The State of The Art of AI In Industry and Data Annotation At The End of 2022
Artificial Intelligence has been adopted by about half of all businesses and organizations, according to the McKinsey Global Survey on AI. There is also a lot of new adoption of AI, a lot of companies and people who didn't use AI before and do now. There have been a lot of improvements made in AI and important features of AI products such as computer vision. That has made AI more useful. More use cases have caused organizations to embrace and embed AI capabilities into their operations.
The most common use case where AI has been adopted is production efficiency improvement. Robotic process automation in manufacturing and logistics is big. The use of computer vision is also increasingly popular. AI in robotics often uses computer vision, and to create or improve such an AI, robotics data annotation is essential.
Another trend is the deployment of virtual agents and conversational interfaces, commonly known as chatbots. Likewise, Generative Adversarial Networks, aka GANs, have improved and are used more in deep learning models. That has led to some controversial AI applications, like those that help write articles for news sources. The most famous example is probably OpenAI's Chat GPT.
The most controversial recent trends in 2022 are AI applications that generate art. We know that AI art is art because it makes some people mad and causes such controversies. AI that creates content is still on the rise and has a long way to go before it's able to match the creativity of humans. AI art content is still a novelty and has democratized art by allowing anyone to create something they think is good. Still, such programs won't replace human artists and writers. Rather it provides additional tools to create more and better content.
Over the past few years, a few winners have emerged. Some companies have made much more money than others in the field of artificial intelligence. Those winners have been more capable of attracting and retaining top talent from places like the best universities. They've also been able to invest more in their employees' continued education, training, and careers. That means that they also offer more promotions from within.
There is a growing divide between the best and all the rest. One reason for that is there is a very real shortage of qualified talent to recruit. Another reason is that people who simply went through a coding boot camp to learn are overlooked. The same for those who just started collecting certifications. Those who are self-taught are often passed over too. Due to these recruiting woes, outsource data annotation services are more critical than ever.
Because of the increased adoption of AI and automation, investment in AI has also increased.
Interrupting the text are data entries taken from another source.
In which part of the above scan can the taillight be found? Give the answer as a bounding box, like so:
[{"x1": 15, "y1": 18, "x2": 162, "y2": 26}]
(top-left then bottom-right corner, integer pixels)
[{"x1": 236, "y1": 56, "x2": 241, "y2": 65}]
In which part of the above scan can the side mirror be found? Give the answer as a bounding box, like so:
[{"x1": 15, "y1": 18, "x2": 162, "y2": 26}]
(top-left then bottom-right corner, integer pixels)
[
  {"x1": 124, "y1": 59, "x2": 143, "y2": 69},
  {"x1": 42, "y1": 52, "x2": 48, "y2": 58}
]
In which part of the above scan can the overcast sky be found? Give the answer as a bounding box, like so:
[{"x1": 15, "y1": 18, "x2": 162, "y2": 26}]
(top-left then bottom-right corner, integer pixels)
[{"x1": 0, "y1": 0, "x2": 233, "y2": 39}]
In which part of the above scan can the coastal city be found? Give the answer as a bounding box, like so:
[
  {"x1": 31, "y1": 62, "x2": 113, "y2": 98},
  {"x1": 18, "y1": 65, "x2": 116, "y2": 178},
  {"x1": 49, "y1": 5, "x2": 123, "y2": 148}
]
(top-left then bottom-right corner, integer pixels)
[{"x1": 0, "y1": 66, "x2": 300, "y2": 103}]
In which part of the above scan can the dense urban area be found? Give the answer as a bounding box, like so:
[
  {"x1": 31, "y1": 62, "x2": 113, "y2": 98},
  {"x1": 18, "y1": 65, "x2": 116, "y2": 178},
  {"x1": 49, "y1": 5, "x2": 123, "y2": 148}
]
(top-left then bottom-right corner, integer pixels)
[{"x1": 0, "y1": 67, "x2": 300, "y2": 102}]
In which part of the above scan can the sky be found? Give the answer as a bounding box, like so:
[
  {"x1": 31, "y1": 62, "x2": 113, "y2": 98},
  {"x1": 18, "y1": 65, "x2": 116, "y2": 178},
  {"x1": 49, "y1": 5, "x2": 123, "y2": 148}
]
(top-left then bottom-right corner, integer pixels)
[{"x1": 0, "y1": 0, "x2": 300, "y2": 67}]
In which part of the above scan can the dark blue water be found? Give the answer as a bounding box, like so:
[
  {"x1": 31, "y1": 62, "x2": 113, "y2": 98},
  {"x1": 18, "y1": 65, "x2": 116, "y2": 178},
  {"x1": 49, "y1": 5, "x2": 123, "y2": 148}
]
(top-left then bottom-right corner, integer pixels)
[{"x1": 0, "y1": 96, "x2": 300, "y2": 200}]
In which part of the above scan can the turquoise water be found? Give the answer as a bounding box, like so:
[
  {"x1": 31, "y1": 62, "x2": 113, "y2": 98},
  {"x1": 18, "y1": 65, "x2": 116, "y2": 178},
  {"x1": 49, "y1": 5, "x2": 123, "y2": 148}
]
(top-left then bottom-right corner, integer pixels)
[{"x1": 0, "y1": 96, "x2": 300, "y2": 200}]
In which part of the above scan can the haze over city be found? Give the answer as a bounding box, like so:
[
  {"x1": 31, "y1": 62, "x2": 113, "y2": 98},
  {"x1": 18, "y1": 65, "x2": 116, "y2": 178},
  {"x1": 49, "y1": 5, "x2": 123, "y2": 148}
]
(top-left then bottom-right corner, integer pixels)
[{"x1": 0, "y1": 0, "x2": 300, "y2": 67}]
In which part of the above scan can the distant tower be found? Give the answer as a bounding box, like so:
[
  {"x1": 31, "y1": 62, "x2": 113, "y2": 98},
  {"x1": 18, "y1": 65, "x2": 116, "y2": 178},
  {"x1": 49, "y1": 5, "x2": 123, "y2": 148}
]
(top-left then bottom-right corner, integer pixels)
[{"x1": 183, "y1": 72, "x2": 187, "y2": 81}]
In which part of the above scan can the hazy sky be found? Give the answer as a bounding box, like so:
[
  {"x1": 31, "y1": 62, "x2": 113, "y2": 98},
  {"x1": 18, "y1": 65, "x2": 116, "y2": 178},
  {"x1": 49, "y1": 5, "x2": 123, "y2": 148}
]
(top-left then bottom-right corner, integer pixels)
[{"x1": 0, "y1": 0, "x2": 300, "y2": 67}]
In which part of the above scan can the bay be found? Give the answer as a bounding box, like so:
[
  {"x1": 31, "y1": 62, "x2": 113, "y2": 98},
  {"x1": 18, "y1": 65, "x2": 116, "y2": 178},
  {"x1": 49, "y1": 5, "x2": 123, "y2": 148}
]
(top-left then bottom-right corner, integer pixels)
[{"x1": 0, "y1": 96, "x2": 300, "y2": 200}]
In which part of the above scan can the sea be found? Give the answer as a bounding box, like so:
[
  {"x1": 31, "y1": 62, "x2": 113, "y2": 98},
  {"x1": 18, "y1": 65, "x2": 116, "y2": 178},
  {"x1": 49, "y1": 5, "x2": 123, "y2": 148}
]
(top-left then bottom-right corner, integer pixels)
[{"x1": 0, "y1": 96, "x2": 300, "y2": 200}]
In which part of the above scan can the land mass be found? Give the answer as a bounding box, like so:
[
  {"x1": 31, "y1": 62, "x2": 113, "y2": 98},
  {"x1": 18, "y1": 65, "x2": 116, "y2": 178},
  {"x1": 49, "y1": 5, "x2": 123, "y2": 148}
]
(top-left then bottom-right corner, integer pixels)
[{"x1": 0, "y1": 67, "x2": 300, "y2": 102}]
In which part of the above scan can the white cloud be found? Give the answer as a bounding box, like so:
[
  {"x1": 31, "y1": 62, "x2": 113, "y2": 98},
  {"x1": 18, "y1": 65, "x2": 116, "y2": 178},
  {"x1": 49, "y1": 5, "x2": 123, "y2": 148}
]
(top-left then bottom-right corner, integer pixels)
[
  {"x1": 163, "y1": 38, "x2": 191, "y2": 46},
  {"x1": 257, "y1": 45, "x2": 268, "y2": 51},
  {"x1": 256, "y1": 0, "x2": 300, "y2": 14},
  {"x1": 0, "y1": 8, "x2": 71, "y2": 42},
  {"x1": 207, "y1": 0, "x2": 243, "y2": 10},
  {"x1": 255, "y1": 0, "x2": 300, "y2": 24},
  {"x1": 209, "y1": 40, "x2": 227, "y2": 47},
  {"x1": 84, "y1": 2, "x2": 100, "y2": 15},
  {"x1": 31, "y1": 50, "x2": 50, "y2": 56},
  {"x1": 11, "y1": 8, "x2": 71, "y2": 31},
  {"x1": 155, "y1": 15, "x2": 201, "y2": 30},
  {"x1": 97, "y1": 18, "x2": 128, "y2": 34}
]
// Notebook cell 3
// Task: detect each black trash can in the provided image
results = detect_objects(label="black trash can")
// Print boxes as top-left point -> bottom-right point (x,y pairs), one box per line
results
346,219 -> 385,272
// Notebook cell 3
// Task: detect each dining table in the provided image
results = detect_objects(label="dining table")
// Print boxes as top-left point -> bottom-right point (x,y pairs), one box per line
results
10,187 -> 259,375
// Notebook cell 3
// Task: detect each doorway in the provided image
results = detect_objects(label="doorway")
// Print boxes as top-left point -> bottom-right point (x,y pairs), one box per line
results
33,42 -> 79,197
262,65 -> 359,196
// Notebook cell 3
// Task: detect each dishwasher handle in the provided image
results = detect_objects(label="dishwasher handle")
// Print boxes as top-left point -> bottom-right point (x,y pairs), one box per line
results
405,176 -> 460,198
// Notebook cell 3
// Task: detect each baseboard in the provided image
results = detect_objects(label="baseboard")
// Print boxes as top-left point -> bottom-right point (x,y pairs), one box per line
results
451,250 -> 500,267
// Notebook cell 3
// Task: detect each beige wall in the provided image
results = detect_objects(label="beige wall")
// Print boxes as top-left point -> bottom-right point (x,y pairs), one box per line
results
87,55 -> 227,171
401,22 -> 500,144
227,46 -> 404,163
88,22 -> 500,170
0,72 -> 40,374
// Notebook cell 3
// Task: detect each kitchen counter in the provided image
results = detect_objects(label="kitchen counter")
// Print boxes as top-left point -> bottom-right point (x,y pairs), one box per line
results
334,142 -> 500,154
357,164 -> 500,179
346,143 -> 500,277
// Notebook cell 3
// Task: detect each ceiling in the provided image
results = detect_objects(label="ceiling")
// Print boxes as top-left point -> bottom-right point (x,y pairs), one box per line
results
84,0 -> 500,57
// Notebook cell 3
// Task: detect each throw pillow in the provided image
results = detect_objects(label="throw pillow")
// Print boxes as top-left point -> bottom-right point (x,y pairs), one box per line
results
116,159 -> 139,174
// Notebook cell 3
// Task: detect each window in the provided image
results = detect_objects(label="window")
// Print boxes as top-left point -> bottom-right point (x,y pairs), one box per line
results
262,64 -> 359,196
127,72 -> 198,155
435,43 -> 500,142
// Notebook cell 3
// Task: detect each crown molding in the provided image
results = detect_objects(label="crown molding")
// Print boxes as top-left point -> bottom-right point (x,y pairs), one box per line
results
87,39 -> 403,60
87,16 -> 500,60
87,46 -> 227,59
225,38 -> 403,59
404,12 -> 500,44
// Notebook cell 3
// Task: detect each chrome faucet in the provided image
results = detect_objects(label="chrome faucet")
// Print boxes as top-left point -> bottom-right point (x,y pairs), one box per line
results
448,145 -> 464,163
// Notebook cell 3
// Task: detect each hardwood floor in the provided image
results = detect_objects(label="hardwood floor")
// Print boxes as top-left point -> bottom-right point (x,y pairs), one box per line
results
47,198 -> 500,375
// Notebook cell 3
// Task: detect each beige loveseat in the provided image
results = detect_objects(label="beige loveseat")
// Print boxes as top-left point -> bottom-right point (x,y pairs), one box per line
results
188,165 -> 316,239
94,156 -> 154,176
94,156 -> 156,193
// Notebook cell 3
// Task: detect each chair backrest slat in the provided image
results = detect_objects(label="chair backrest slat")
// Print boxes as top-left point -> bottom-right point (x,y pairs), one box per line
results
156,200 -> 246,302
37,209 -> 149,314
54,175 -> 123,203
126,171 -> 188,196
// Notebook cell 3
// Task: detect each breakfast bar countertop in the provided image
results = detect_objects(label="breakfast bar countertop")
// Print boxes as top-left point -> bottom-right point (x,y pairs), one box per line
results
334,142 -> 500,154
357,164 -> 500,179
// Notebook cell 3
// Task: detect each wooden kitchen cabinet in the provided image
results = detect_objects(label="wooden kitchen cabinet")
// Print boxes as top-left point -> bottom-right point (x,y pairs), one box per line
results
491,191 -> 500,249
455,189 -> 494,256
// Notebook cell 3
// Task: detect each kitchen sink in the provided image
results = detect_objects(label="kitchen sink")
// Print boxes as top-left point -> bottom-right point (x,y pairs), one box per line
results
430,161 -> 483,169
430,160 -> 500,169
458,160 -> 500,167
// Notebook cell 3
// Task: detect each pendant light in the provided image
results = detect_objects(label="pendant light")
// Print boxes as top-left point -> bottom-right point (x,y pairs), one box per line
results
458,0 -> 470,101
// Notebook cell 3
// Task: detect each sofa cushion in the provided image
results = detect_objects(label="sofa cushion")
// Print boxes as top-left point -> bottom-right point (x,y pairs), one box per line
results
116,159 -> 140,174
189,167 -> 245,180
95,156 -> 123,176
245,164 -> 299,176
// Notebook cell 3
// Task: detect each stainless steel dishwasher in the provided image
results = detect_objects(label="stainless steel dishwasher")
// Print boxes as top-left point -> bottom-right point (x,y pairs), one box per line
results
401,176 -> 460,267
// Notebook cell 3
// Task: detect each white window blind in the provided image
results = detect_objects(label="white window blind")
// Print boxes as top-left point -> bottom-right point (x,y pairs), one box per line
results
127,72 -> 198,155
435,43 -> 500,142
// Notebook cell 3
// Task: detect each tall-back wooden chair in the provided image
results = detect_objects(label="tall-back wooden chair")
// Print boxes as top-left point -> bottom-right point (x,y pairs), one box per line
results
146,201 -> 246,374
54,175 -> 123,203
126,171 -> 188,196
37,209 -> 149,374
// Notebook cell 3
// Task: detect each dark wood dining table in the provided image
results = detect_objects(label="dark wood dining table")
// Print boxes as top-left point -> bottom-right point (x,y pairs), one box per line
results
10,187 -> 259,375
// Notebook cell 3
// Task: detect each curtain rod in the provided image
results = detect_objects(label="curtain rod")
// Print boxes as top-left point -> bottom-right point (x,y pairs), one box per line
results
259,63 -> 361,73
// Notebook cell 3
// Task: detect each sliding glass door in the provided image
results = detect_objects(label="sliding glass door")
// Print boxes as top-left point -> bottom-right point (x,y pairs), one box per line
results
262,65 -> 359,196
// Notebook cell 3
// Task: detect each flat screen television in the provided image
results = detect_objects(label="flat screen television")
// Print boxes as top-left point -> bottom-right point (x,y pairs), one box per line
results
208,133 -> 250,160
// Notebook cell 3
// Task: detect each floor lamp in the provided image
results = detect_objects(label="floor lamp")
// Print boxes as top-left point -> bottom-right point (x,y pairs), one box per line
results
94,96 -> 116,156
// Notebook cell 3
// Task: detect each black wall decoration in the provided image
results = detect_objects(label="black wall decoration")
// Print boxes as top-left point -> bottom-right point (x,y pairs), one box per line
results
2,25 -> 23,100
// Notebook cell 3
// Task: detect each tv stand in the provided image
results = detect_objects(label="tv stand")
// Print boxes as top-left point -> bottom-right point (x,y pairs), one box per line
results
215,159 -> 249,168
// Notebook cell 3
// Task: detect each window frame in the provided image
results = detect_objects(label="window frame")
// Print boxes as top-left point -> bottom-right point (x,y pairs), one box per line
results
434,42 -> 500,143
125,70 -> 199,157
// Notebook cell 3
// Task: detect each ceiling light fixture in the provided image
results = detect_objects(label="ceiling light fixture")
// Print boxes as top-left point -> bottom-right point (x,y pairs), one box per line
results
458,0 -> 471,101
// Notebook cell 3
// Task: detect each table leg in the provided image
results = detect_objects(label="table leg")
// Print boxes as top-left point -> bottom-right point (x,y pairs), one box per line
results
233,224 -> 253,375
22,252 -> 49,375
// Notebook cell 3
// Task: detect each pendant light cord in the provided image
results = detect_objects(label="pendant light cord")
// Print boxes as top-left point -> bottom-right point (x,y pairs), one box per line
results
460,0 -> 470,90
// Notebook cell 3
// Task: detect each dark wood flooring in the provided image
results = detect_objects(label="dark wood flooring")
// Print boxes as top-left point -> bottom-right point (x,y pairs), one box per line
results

Of course, the biggest winners have the most capital and make the largest investments in using AI or in the research and development of AI. The best AI data annotation services have also pulled ahead of their competition. All of that increased interest and investment means that the best AI companies are becoming even better. They are improving their technology and their services.
All of the increased investment also means that there is a higher demand for qualified people to work. There are more AI company start-ups and more demand for qualified talent with AI skills. There is also more room in the markets for AI company start-ups. New businesses need all the help that they can get. So, you should know that we provide data annotation for start-ups at affordable rates.
Trends in AI and Data Annotation
- Increased adoption of AI and Automation in a wide variety of industries.
- Increased investment in both using AI and in research and development of AI.
- Increased demand for top talent has created problems in recruiting and made outsourcing more critical than ever.
- A growing difference between the very best and all the rest.
- New and improved AI applications and features of AI technology, such as computer vision.
- Big data is growing an awful lot bigger.
- Improvements in GANs have led to new controversial AI content-generating applications for writing and art. One way we know that AI art is real art is because it is controversial.
The Future of AI and Data Annotation in 2023 and Beyond
There is a common saying, "The trend is your friend." You can try and more accurately predict the future by following the trend lines and extrapolating from the available data. Of course, it is important to say that past performance is no guarantee of future results. With this in mind, we can provide some predictions with confidence.
Big data will only continue to increase, exceeding humanity's ability to annotate or consume it manually. As a result, large-scale data annotation will be critical, and more data annotation will have to be automated. Machine learning models will greatly benefit from this, which means AI products and services will improve.
The race to put a widely accepted, street legal self-driving car will speed up and intensify. Autonomous vehicles have been promised to us in science fiction and popular TV shows such as Knight Rider. Will 2023 bring us a great, fully autonomous self-driving car? If it does not happen next, it is bound to happen sometime in the near future.
AI adoption will continue to increase, so much more can be automated, and it will be. Anything that increases productivity and efficiency while decreasing costs is a sure winner. That is exactly what AI does best. While some say that we have reached the end of Moore's Law, the computers and specialized hardware needed to develop and run AI will improve too.
Various supply chain problems may well continue into 2023. Hardware prices will go higher because of increased demand and inflation. One bright side is that computer storage like hard drives and fast solid state drives will continue to get faster, increase capacity and still come down in price.
We may see fewer or "no code" programs to help create an AI application. That will democratize AI development. However, they probably won't replace the hard work of computer programmers, data scientists, engineers, and data annotators. Instead, it will increase interest in and accessibility to AI. As a result, AI data annotation outsourcing will be more in demand and essential as the largest, most successful companies raise the bar.